Month Fifteen…

07 Feb 2006

…in the life of Veronica Ruth, baby girl, and her brother Isaac and parents.

For those following along at home, she is now talking incessantly, although some guesswork is still required to figure out what she is saying. She will rarely answer questions. She will engage in a dialogue with me involving the alphabet song. (I sing: A, B, C, D… and then stop and point at her; she says the next letter, kind of, sometimes; well, she did at least once, I’m pretty sure.) Grace seems to understand more of what she says, or at least is more confident about her guesses.

After observing her, I’ve come up with a new theory of human communication. It is probably not original to me. This theory is that the approximate tone and emotional content of words represents the primary function of communication. In other words, being able to utter “yeh” in about the correct tone of voice at the right time with an appropriate smile is about 90% of the job of communication. She laughs when we laugh; when we clap, she claps her hands and does a little victory dance. She tries to do what we do. We use an electric toothbrush, so when we give her a regular toothbrush (without toothpaste) she wiggles it around in her mouth and chews on it and makes a “zzzzz” motor noise. The stated goal (exchanging words, actual tooth cleaning) are mostly an afterthought, a technical detail. Or maybe I’m just starting to think like a 15-month-old baby myself.

I’ve consistently been grateful because V has never made our sleep situation impossible. Even when she was a newborn, she would sleep in fairly consistent stretches, waking only briefly. The new parent nightmare of screaming baby and sleepless night has happened to us only a handful of times, and usually only if V is sick with a cold or fever. That’s starting to change a little bit. She seems to be getting revved up for her “terrible twos.” When her will is thwarted, she will throw herself down like a protester going limp while the police carry her off and scream like a banshee. She is no longer napping much, but yet seems to stay up later and later. Her energy level is remarkable. She seems to need less sleep than we do, and is frequently active past midnight as we are falling asleep. Occasionally we just have to wrestle her to the bed and squeeze until she tires herself out sufficiently to fall asleep.

Just to make things even more fun, she’s a very aggresive climber, and has become fascinated with electrical outlets. We have put safety plugs in all our outlets, but we have to take them out sometimes to use them. She’ll unplug the power adapter for Grace’s laptop to get at the outlet. She’ll move chairs around to climb up on them and get onto the table. We had to move a tall CD rack upstairs because she can climb it like a monkey. She is tiring! Grace tells me Isaac was a much different baby. I think it is going to get worse (tantrums, screaming “No!”) before it gets better (potty training, actual conversation).

Isaac is still having some difficulty finding his role in the family. It would be nice to say that he still gets as much attention from his parents as he ever did, but that is just not possible. I am trying to do more with him, but I have to trade off with Grace on baby care and pick up household tasks that she is dropping, so that does not amount to very much. I am taking him to the gym with me, and trying to work more with him on his home-schooling. He is studying algebra and doing quite well at it. He needs to pay a great deal more attention to writing and English, so Grace and I are contemplating trading stubjects. He needs a lot of work on attention and responsibility.

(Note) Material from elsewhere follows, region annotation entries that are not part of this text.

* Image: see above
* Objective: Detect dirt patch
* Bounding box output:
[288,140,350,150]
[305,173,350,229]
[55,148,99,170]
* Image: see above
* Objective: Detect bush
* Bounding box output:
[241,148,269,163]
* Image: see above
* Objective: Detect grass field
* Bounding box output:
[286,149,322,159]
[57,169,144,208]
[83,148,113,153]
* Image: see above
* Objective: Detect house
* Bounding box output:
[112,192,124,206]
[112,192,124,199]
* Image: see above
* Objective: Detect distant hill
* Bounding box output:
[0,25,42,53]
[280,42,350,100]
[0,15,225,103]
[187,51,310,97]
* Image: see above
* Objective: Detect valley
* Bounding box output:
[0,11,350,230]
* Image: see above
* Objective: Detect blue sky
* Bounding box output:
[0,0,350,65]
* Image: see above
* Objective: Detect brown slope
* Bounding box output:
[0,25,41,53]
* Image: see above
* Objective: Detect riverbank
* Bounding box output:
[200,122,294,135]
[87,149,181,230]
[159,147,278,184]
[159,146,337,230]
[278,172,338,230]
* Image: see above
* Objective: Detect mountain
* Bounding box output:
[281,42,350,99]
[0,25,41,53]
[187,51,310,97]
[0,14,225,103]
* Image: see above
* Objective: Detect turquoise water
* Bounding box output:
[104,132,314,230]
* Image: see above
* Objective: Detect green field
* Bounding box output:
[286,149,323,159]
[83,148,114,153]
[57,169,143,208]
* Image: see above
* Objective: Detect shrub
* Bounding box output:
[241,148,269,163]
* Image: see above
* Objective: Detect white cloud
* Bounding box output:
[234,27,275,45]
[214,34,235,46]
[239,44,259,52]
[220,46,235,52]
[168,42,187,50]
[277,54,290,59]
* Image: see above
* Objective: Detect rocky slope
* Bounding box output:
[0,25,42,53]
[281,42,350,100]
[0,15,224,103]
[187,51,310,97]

So how is Dad holding up? I had a followup appointment with my new doctor. Since starting up a gym membership in early January, going about twice a week, I have lost about three pounds and can fit into pants I haven’t been able to wear for five or six years. Isaac has been going with me. My goal is four days a week, but two days a week is what I’ve been able to manage in practice.

My blood pressure is excellent and has gone slightly lower since getting back to the gym. My overall cholesterol is fine. My mood is reasonably good, and has improved as the days become longer. I’ve managed to find some time for hobby programming (in Scheme) — gaining facility with Scheme is a long-term goal of mine. I’ve had a little bit of time for study — not much, but better than none.

So how is Grace doing? She has lost quite a bit of weight herself. She has not had any gall bladder attacks for several months. A recent ultrasound revealed that there are some small stones visible. She may still need surgery; the answer is unclear, although she is going to talk to a surgeon.

Our disposable income this past month or so has been almost entirely spent on co-pays and related health-care expenses. Now that we have health insurance again, we have a backlog of things we want to take care of. We’ve all seen doctors. Isaac had his first dental visit in years. I’ve seen a doctor for the first time in years. Grace needs a number of dental fillings and had the first one done. After some bursts of disturbing behavior Isaac is seeing a counselor; another expense, but it seems necessary.

I had an eye exam, the first in nine years. Our insurance doesn’t cover any of it. I need new glasses. But even armed with the new prescription there is little I can do now until we’ve put aside enough money to buy them. Our cars are falling apart. Our apartment is falling apart. If things stay on track, though, we will finish our major debt consolidation plan later this year, and that will be a great achievement. It all has to stay together until then.

So, we’re all tired. We all have too much to do. We have too many things we need to spend money on. But we’re doing OK. Tomorrow it will all be different.